4 Lessons that the Stations of the Cross can teach us
Lent is often a time when we are invited to pray the Stations of the Cross, a devotion that has multiple lessons we can learn about the spiritual life.
One of the most popular devotions during Lent is the Stations of the Cross. Parishes around the world will hold special times when the faithful can come to the Church and pray the Stations together.
It is a devotion that simply “makes sense” during Lent, as it is focused on the intense passion and death of Jesus Christ.
The Directory on popular piety and the liturgy explains that it is a “synthesis” of various Lenten devotions:
The Via Crucis is a synthesis of various devotions that have arisen since the high middle ages: the pilgrimage to the Holy Land during which the faithful devoutly visit the places associated with the Lord’s Passion; devotion to the three falls of Christ under the weight of the Cross; devotion to “the dolorous journey of Christ” which consisted in processing from one church to another in memory of Christ’s Passion; devotion to the stations of Christ, those places where Christ stopped on his journey to Calvary because obliged to do so by his executioners or exhausted by fatigue, or because moved by compassion to dialogue with those who were present at his Passion.
While it certainly is focused on Jesus’ passion, the Directory notes four additional lessons that we can learn from it.
1. Life as a Pilgrimage
The Directory explains that the Stations of the Cross can open us up to the idea of, “life being a journey or pilgrimage.”
When praying the Stations of the Cross, it is common to move from one station to the next. This physical movement is sometimes made even more dramatic when praying at outdoor stations that wind its way up and down a hill.
Our life is a journey, a pilgrimage, that will be difficult at times, but will lead us to our ultimate home.
2. Preparation for Heaven
Connected to the previous lesson, the Stations can remind us that our life is “a passage from earthly exile to our true home in Heaven.”
Life can be difficult and Jesus’ passion puts this suffering on full display.
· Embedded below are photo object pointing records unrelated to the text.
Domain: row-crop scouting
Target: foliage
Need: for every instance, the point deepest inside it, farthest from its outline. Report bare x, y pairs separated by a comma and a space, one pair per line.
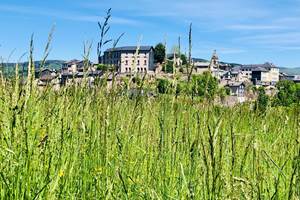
183, 59
90, 143
288, 92
168, 68
205, 85
159, 53
163, 86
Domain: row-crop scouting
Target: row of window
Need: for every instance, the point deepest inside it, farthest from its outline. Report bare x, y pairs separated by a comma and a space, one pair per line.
139, 69
138, 62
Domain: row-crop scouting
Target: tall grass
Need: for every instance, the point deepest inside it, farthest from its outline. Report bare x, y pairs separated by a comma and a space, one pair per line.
87, 143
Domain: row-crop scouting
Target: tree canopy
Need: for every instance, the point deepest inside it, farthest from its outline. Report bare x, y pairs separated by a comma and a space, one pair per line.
159, 53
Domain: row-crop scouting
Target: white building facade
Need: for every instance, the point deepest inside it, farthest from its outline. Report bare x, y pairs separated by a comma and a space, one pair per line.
130, 59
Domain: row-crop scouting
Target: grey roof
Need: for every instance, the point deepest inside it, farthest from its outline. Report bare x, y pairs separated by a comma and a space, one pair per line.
130, 48
260, 69
266, 65
235, 84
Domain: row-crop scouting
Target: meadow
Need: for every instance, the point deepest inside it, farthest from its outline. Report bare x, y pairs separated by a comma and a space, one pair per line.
94, 143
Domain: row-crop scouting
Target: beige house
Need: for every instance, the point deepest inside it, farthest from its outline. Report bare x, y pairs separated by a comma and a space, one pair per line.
130, 59
262, 74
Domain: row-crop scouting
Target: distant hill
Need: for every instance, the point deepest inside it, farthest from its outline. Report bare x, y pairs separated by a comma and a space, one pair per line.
290, 71
9, 68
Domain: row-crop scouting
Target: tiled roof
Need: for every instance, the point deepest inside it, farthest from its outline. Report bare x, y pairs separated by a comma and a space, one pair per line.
266, 65
130, 48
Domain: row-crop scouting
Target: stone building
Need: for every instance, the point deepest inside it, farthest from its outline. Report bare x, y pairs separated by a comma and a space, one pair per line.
130, 59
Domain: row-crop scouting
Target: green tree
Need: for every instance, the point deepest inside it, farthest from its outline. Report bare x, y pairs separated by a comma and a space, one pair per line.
262, 101
163, 86
159, 53
204, 85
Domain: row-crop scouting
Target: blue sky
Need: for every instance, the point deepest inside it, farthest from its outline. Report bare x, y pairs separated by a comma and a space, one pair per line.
241, 31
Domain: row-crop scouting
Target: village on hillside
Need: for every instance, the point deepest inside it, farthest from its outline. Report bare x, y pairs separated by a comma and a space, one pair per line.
140, 60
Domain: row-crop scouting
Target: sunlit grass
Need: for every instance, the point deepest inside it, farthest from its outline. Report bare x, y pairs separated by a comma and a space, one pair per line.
83, 143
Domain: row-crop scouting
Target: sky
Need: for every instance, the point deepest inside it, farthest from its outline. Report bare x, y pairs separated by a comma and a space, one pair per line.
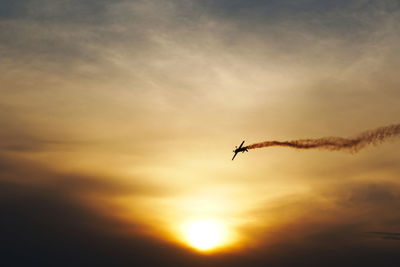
118, 120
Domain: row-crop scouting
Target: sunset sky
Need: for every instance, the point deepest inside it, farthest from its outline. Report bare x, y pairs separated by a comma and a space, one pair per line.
118, 120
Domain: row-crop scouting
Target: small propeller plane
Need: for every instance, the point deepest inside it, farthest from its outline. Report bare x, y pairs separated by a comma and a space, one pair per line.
239, 149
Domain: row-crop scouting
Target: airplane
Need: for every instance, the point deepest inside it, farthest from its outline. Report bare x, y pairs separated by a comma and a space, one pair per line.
239, 149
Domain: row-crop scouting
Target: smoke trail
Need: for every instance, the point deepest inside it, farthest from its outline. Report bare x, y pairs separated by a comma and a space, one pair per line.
372, 137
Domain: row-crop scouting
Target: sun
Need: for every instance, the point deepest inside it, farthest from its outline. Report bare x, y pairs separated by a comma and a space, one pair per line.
205, 234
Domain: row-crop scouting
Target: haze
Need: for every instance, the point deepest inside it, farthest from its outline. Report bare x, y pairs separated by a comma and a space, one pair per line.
118, 120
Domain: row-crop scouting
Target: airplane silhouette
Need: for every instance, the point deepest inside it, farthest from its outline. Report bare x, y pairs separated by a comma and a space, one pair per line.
239, 149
When praying the Stations we can reflect on our own lives and how the many sufferings we experience prepare us for our true home.
3. Uniting ourselves to Jesus’ Passion
The Stations have an obvious lesson of igniting within us “the deep desire to be conformed to the Passion of Christ.”
While we may not always feel a great inner desire to be united to Jesus’ Passion, the Stations are a reminder to us that Jesus invites us to be with us at the cross.